Je délègue


    Déléguer : Confier un pouvoir à quelqu’un, le lui transmettre ; déléguer son autorité.
    Source : Larousse

    L’organisation des pouvoirs dans l’entreprise revêt une importance particulière et la notion de délégation est un enjeu central. Par définition, le terme de délégation renvoie à la transmission d’un pouvoir d’une personne à une autre.

    Des outils qui encadrent
    Différents outils permettent de procéder par voie de délégation dans les entreprises en général.

    • Le mandat : il est défini par le code civil1 comme un acte par lequel une personne, le « mandant », donne à une autre, le « mandataire », le pouvoir de faire quelque chose pour le mandant et en son nom. Un contrat de mandat lie alors les parties.
    • La délégation de signature : c’est un pouvoir de représentation qui permet à une personne, le « délégataire », de représenter une autre personne, le « délégant ». Elle ne donne pas la capacité d’agir au nom du délégant mais de le représenter dans un cadre précisément convenu. Il peut s’agir par exemple de la signature d’un contrat finalisé.
    • Le contrat de travail : c’est un contrat par lequel une personne, le salarié, s’engage à travailler pour le compte et sous la direction d’une autre personne, l’employeur, moyennant rémunération.
    • La délégation de pouvoir : c’est un acte par lequel un « délégant » va confier à un « délégataire » la responsabilité d’une mission définie. Pour qu’une délégation de pouvoirs soit valable, il est indispensable que le « délégant » dispose du pouvoir qu’il délègue, et que le délégataire l’accepte expressément. Cette exigence de consentement éclairé se traduit par la quasi-obligation d’établir un document écrit.
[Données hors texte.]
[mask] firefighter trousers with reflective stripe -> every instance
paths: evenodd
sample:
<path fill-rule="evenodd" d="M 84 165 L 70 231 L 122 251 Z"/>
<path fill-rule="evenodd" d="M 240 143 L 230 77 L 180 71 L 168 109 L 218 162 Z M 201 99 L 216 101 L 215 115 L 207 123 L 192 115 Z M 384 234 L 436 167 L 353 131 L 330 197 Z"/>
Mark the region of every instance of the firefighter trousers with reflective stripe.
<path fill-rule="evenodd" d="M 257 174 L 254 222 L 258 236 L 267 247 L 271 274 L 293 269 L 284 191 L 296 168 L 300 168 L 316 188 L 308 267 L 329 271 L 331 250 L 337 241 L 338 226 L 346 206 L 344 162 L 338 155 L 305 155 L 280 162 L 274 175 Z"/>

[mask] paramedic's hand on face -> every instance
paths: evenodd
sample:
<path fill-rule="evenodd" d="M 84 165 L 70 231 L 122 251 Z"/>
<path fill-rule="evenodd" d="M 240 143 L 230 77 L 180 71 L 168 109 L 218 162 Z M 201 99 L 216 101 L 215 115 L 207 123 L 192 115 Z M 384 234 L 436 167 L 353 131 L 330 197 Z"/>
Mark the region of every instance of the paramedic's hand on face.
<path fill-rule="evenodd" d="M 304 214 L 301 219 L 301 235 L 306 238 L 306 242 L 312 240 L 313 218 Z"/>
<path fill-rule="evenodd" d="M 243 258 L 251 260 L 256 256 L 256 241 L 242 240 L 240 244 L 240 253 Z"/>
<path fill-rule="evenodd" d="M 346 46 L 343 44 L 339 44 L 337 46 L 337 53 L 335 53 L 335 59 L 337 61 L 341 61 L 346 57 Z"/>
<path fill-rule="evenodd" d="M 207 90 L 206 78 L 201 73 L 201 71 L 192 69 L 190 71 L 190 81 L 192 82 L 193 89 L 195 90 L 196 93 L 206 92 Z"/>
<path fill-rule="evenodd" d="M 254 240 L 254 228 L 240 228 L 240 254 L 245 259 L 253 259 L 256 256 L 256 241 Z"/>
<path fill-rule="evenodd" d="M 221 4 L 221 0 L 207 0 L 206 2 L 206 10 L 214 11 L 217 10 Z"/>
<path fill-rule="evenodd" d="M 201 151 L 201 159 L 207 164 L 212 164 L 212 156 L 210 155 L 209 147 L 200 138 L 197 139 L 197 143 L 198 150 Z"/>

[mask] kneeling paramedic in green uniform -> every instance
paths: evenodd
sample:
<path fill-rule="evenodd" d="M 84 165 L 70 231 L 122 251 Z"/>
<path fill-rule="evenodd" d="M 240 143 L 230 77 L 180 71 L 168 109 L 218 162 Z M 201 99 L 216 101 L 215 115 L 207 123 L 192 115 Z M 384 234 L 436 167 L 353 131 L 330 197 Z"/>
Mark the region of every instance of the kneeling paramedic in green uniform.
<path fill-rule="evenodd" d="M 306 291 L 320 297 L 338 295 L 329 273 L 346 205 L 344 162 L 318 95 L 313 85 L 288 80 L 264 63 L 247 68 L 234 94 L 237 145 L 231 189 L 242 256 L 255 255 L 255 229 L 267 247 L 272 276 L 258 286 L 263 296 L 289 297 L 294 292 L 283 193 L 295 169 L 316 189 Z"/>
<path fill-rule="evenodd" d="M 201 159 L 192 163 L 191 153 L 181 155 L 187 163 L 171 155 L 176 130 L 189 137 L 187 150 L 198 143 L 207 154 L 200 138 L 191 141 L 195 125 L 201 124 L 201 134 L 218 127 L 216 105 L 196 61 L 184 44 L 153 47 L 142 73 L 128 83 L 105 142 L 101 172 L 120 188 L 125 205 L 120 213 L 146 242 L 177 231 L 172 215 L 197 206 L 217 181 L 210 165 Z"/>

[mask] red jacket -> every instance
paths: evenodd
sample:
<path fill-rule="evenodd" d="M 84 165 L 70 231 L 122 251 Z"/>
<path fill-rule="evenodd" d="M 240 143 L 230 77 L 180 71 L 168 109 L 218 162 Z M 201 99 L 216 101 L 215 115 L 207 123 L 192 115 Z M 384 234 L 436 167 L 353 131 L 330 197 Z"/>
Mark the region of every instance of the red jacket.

    Une responsabilité engagée sous certaines conditions
    Si toutes ces conditions sont réunies, le délégataire pourra voir sa responsabilité pénale engagée en cas d’infraction. C’est un mode d’exonération de la responsabilité pénale qui se traduit par un transfert de cette responsabilité du délégant vers le délégataire. Article 1984 du code civil : "Le mandat ou procuration est un acte par lequel une personne peut agir à la place du mandant".

    Tout l’intérêt d’une délégation est de clarifier le rôle et la place de chaque partie prenante au sein d’une organisation collective.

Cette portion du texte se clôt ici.